Agriculture Chairman Tom Harkin , D-Iowa, said reauthorization of a law (PL 108-265) governing school lunches and other child nutrition programs “is really the only thing that we have to do this year.”
Obama has set a goal of ending childhood hunger by 2015.
Vilsack was asked how he plans to juggle initiatives on nutrition, renewable-fuel production and rural development with such challenges as preserving farmer subsidies and keeping the marketplace competitive with foreign agriculture.
During the hearing, Harkin said he will propose that the Department of Agriculture use Institute of Medicine guidelines to set standards for junk food sold in schools. Current USDA school food standards exempt most snack foods, because they aren’t a part of subsidized lunches.

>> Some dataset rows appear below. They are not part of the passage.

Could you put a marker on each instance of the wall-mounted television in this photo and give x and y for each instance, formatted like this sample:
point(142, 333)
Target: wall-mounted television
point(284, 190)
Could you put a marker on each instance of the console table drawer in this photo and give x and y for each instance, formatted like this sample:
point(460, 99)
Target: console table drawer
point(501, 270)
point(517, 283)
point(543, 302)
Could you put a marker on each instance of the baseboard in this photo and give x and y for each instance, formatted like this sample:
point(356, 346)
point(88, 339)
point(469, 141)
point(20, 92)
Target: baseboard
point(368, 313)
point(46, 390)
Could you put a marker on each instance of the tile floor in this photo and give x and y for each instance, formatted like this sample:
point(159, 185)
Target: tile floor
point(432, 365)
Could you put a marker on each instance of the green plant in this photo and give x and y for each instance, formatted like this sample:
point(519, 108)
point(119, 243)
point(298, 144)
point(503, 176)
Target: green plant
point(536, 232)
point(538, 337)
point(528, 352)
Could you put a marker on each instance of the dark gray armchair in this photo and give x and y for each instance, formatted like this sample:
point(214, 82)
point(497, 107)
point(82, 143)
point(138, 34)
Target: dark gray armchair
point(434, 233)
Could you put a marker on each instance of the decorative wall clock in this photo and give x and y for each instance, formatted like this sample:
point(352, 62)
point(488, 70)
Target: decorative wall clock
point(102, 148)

During the last renewal of the child nutrition act, then-Gov. Vilsack wrote a letter to lawmakers and the Bush administration expressing concern about childhood obesity and the problem of vending machine snacks that compete with school meals.

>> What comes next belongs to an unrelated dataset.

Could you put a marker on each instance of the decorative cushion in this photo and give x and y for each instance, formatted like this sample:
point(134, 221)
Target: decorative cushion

At the time, Vilsack backed limits on the kinds of snacks and beverages students can buy outside the lunch line. Nutrition advocates want junk food kicked out of schools, but many schools use the cash from sales to cover the rising costs of meal services.
Vilsack pledged at Wednesday’s hearing to administer nutrition assistance, farm supports, conservation programs and energy initiatives in accordance with the 2008 farm law (PL 110-246), though he admitted he has a lot to learn about the complex commodity payment provisions.
“I’m not going to tell you today that there might not be a disagreement from time to time, but if there is I will be available to talk,” he said. “I honestly don’t know as much as I need to know or as much as you know about this issue,” he told the committee’s ranking Republican, Saxby Chambliss of Georgia, when asked about controversial subsidy limit rules the department published last month.
Farm Payments
Meanwhile, committee member Charles E. Grassley , R-Iowa, repeated his request that Vilsack narrow the eligibility requirements for farm payments.
Subsidy limits mandated in the farm law are “going to continue to be at the top of my agricultural agenda,” Grassley said.
He has been unhappy with the December regulations that he argues do not specify what constitutes as an “actively engaged” farm manager, the classification needed to qualify for federal support payments. He and Sen. Byron L. Dorgan , D-N.D., asked Vilsack in a Jan. 13 letter to change the “vague and ambiguous criteria” for what is considered farm management.
But committee member Pat Roberts , R-Kan., who, like Chambliss and many Southern lawmakers, wants to safeguard large farming operations, told Vilsack not to lose sight of the American farmers who produce food and fiber relied upon worldwide.
“There’s been a lot of criticism of agriculture recently. . . . There are some that want to change the mission of USDA [by making it] the Department of Food, Nutrition, Hunger,” Roberts said. “Can you assure me that you will make commodities a top concern?”
Vilsack reminded Roberts that he was once a lawyer who represented such so-called production farmers who were in dire straits during the farm crisis of the 1980s.
“Agriculture is a very complicated business and a very sophisticated business, and that sometimes is not realized,” Vilsack said. “I do appreciate the diversity . . . of different kinds of agriculture.”